Tatiana Gutierrez &
Madison Riehle
Divorce is an unpleasant situation for anyone involved, and children experience additional stress as they try to balance their lives between two households of their separate parents.
“Children may feel less secure about life, and their ability to have a stable life,” Dr. Joan Cloutier, who practices psychiatry, said.
“They can feel a loss of stability and control over the way their life is going. A loss of security is hard for children.”
Approximately 1.5 million children are affected by divorce in the United States and 40 to 50 percent of marriages will end in divorce this coming year, with that number increasing to about 60 percent for second marriages, according to Scientific American.
“Although it’s hard to cope with, it’s better because my parents are happier than they were before,” junior Amanda Mah said about her parents divorce.
The period between separation and divorce is usually a moving period, both physically and psychologically, as family members try to figure out living situations and financial resources, according to Cloutier.
“Change at home for the children may not be positive,” Cloutier said. “They may have a downgrade in their lifestyle or might not have the resources the family had when they were together.”
Children can also experience tension in the home before the legal divorce, which can result in feeling a loss of security early on in the divorce process.
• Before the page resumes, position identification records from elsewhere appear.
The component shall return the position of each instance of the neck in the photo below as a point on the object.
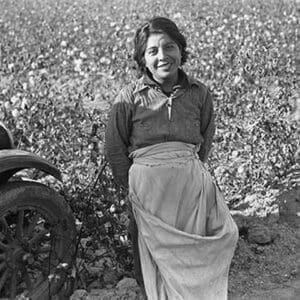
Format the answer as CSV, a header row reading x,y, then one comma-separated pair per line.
x,y
168,83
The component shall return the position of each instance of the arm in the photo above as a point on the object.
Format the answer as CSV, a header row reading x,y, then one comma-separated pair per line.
x,y
117,138
207,126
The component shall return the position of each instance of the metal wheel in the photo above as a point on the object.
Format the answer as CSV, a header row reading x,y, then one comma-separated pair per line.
x,y
37,235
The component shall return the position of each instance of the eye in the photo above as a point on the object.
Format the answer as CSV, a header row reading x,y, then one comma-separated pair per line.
x,y
170,46
152,51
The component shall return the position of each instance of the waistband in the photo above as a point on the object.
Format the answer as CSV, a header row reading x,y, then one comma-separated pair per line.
x,y
165,153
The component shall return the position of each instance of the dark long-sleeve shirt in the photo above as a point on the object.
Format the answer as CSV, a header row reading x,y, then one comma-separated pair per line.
x,y
143,115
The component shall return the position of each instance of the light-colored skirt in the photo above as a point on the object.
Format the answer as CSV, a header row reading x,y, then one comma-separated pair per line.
x,y
187,236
“Parents who are arguing may stay away from home,” Cloutier said. “Children feel the loss of the parent before the divorce and it is something they can’t control.”
Feeling a loss of security is common among children and some can face problems coping with the family’s new dynamic.
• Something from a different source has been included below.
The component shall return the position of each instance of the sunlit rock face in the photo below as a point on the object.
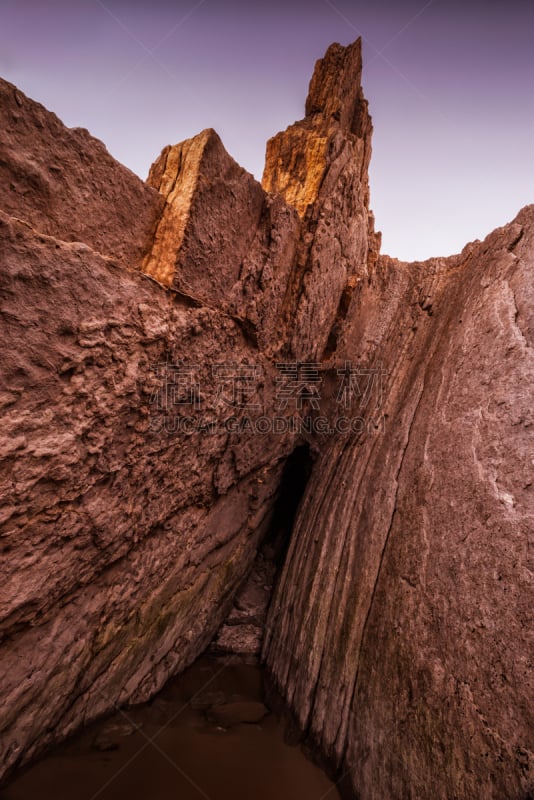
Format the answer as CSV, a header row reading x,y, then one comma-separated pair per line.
x,y
398,632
“Even though it was hard, I think it’s actually made me closer with both of them because I spend individual time with them,” Mah said.
The divorce process generally takes about a year once the parties have started court proceedings, according to Vanessa Hierbaum, a legal partner at Kaye-Moser-Hierbaum LLP.
“Divorce is a very prolonged event,” Cloutier said. “It’s hard for children to understand what is going on. Everybody involved suffers some grief, children may feel rage and that they are not loved.”
Custody is determined by the judge, who prioritizes what is the best situation for the child or children, based on life situation such as status quo and location of the parents’ homes, according to Hierbaum.
“Both parents are entitled to frequent and continuing contact,” Hierbaum said. “The court makes sure whatever arrangement there is — even if one parent is awarded primary custody — there is always frequent and continuing contact between the other parent and the children, unless perhaps if there is substance abuse or physical abuse by the other parent.”
If both parents are deemed unfit, the court may grant a relative custody of the child, or the child could enter the foster care system, according to Cloutier.
A new law allows children over the age of 14 eligible to testify in court, as the court determines the best living situation, according to Hierbaum.
“During the settlement process, the most emotionally difficult aspect for the parents is children,” Hierbaum said. “The most controversial part is spousal support.”
Children who lose the stability of their parents during an unstable living situation are likely to express anger or disappointment at their parents for neglecting them, according to Cloutier.
“My parents separated when I was 10,” Mah said. “At first, I was devastated and didn’t understand, but as I got older it didn’t affect me and I grew as an individual.”